Teaching a robot is different from teaching ordinary students; you have to repeat an action hundreds, thousands, and even tens of thousands of times. In a new facility covering an area of up to 12,000 square meters in Wuhan, China, Chinese graduates spend long hours operating humanoid robots that serve steamed buns, wipe tables, and fold clothes.
Cameras and sensors record every movement made by these machines inside laboratory-like kitchens and bedrooms, built at a cost of 200 million Chinese yuan ($29 million). The Hubei Humanoid Robot Innovation Center is one of dozens of state-funded robot training centers that have proliferated across China to build a massive database specifically for robot training.

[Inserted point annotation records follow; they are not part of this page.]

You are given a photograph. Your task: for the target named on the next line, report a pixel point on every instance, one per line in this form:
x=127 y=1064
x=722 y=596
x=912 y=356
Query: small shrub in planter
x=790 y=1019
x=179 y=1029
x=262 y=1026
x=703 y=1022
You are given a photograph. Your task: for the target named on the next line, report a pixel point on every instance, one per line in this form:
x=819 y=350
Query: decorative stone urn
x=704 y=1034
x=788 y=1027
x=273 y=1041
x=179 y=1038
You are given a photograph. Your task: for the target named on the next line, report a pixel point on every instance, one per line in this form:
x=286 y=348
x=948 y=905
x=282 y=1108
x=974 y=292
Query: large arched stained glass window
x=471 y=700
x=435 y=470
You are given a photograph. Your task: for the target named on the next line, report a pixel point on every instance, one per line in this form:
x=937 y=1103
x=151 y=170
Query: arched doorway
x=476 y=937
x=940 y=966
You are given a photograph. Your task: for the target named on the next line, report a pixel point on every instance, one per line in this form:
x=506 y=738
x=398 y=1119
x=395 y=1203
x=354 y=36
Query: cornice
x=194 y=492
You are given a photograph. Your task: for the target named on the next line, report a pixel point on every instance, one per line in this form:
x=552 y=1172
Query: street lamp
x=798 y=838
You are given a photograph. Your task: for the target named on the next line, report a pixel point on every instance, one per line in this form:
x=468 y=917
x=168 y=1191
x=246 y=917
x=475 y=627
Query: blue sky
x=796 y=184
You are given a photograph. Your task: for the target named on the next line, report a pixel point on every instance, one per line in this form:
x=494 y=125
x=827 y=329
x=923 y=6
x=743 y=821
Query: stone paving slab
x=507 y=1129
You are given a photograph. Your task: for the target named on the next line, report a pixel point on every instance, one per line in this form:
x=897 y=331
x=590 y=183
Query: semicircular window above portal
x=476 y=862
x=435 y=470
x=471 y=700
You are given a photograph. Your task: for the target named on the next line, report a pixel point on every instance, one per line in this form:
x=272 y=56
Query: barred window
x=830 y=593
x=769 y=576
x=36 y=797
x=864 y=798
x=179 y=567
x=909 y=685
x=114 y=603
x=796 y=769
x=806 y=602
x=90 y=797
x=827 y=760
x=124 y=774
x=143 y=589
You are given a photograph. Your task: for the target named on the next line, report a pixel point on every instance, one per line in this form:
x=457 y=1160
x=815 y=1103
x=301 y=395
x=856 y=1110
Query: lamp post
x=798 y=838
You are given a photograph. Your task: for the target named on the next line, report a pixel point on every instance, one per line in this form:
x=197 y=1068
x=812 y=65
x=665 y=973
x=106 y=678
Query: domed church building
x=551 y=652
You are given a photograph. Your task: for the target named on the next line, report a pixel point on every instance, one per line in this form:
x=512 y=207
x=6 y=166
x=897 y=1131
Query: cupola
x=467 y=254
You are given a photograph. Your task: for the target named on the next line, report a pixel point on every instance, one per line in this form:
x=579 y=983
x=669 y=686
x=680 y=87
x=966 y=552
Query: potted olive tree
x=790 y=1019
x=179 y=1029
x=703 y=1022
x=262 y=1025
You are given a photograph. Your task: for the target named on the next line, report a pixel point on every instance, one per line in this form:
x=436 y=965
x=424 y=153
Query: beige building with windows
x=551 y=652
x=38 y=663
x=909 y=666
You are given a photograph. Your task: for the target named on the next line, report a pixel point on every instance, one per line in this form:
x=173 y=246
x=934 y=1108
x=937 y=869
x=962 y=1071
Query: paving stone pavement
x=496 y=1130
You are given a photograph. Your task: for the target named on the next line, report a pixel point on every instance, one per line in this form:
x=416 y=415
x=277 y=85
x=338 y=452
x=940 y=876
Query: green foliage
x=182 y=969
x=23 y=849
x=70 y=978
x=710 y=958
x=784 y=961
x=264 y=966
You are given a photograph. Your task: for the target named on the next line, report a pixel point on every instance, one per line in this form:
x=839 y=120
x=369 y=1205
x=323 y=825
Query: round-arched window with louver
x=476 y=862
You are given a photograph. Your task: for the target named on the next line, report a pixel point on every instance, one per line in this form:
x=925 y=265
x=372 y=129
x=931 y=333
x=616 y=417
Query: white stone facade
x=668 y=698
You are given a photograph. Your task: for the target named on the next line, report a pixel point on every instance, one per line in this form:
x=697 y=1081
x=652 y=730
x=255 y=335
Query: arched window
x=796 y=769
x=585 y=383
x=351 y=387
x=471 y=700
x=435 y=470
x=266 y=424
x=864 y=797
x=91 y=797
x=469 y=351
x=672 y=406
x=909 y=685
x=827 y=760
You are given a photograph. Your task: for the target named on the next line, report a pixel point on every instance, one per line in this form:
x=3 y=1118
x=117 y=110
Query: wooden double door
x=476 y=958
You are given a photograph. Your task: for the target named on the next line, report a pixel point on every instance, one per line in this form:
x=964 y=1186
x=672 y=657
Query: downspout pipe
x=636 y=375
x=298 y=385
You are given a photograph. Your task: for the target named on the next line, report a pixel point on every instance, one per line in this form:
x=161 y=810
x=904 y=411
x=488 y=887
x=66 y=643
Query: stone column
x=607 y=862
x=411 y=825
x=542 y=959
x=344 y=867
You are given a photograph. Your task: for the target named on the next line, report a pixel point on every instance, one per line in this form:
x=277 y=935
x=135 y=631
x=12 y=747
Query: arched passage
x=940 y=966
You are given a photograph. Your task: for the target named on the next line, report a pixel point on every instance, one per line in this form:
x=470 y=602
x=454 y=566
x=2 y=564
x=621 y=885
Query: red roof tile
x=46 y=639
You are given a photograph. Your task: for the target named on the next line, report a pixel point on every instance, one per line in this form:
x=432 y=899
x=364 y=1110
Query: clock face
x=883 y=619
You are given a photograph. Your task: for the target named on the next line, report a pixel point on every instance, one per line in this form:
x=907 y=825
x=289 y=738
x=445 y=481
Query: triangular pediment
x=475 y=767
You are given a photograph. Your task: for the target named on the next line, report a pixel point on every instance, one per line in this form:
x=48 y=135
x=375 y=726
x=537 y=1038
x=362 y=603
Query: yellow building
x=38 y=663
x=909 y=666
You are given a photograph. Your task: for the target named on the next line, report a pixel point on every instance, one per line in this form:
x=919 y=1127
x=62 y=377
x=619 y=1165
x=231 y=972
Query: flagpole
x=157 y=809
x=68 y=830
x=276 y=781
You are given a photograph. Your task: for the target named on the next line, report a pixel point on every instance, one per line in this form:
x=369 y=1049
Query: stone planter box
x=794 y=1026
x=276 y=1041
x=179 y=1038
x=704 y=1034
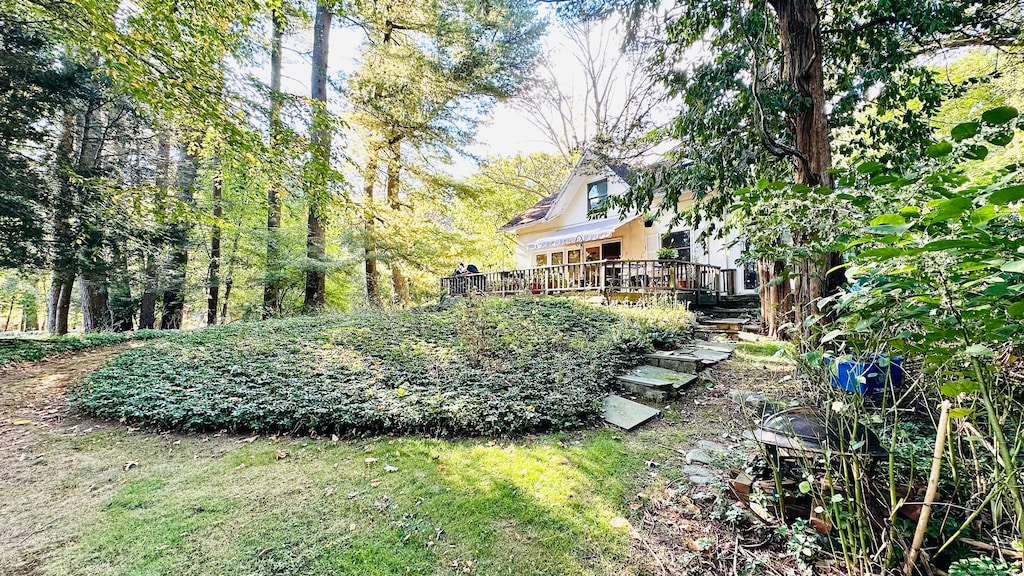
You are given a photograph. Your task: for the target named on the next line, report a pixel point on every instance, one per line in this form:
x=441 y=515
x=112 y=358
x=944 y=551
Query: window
x=680 y=242
x=611 y=250
x=597 y=194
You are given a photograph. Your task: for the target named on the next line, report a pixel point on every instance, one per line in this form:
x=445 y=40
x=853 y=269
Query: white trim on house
x=596 y=230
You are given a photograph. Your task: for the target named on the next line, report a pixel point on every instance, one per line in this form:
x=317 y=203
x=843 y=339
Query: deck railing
x=644 y=277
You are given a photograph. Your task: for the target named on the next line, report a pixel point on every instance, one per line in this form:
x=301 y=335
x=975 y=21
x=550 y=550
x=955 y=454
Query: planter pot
x=866 y=376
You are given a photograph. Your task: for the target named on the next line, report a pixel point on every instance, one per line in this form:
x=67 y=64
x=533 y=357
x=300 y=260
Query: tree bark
x=271 y=286
x=399 y=284
x=776 y=297
x=151 y=275
x=61 y=283
x=213 y=275
x=800 y=37
x=321 y=141
x=92 y=262
x=122 y=306
x=174 y=292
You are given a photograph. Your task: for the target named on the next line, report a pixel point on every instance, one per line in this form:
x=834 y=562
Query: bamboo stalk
x=933 y=487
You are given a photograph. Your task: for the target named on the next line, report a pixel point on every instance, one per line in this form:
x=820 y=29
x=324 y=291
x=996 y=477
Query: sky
x=506 y=130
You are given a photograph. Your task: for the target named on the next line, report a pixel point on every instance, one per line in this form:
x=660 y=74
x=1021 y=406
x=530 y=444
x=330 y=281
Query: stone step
x=626 y=413
x=654 y=383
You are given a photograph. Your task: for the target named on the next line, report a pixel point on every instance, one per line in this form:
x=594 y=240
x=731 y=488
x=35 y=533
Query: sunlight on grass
x=398 y=505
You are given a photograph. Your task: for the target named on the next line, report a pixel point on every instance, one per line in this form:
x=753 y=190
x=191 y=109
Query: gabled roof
x=534 y=213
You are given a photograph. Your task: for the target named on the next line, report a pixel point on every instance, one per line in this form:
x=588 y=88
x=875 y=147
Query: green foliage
x=486 y=366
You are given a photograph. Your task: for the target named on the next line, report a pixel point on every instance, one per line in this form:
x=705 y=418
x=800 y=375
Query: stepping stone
x=654 y=383
x=716 y=346
x=626 y=413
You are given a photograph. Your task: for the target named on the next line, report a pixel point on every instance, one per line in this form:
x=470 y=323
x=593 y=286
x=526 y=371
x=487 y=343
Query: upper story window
x=680 y=242
x=597 y=194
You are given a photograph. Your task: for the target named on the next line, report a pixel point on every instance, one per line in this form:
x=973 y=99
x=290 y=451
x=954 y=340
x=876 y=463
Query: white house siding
x=637 y=240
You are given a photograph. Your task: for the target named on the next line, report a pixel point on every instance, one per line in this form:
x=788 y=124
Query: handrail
x=668 y=276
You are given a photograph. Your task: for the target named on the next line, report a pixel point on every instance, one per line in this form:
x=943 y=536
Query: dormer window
x=597 y=194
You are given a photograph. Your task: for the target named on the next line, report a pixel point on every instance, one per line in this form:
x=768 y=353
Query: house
x=558 y=231
x=560 y=248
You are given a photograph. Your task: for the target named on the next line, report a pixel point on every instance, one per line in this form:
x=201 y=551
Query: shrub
x=481 y=367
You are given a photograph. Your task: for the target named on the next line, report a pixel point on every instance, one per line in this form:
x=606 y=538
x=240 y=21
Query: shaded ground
x=89 y=497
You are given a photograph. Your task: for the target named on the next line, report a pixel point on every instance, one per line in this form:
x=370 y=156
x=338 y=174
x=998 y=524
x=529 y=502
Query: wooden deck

Zhang Jia, a 21-year-old program manager, says: “We are like teachers, and the robots are our students. When you teach a human, they grasp the matter after a few repetitions. But teaching a robot is different; you have to repeat the action hundreds, thousands, and even tens of thousands of times.” Officials hope that collecting this data will help the nascent humanoid robot industry overcome the key challenges facing artificial intelligence as it moves from the realm of software into the physical world.
This effort is part of President Xi Jinping's push to make China the world's leading superpower in science and technology. Last week, Beijing identified “embodied intelligence” as one of six future sectors to be fostered in its 2026-2030 five-year plan, calling for the development of training centers, AI models, and hardware to accelerate the rollout of humanoid robots.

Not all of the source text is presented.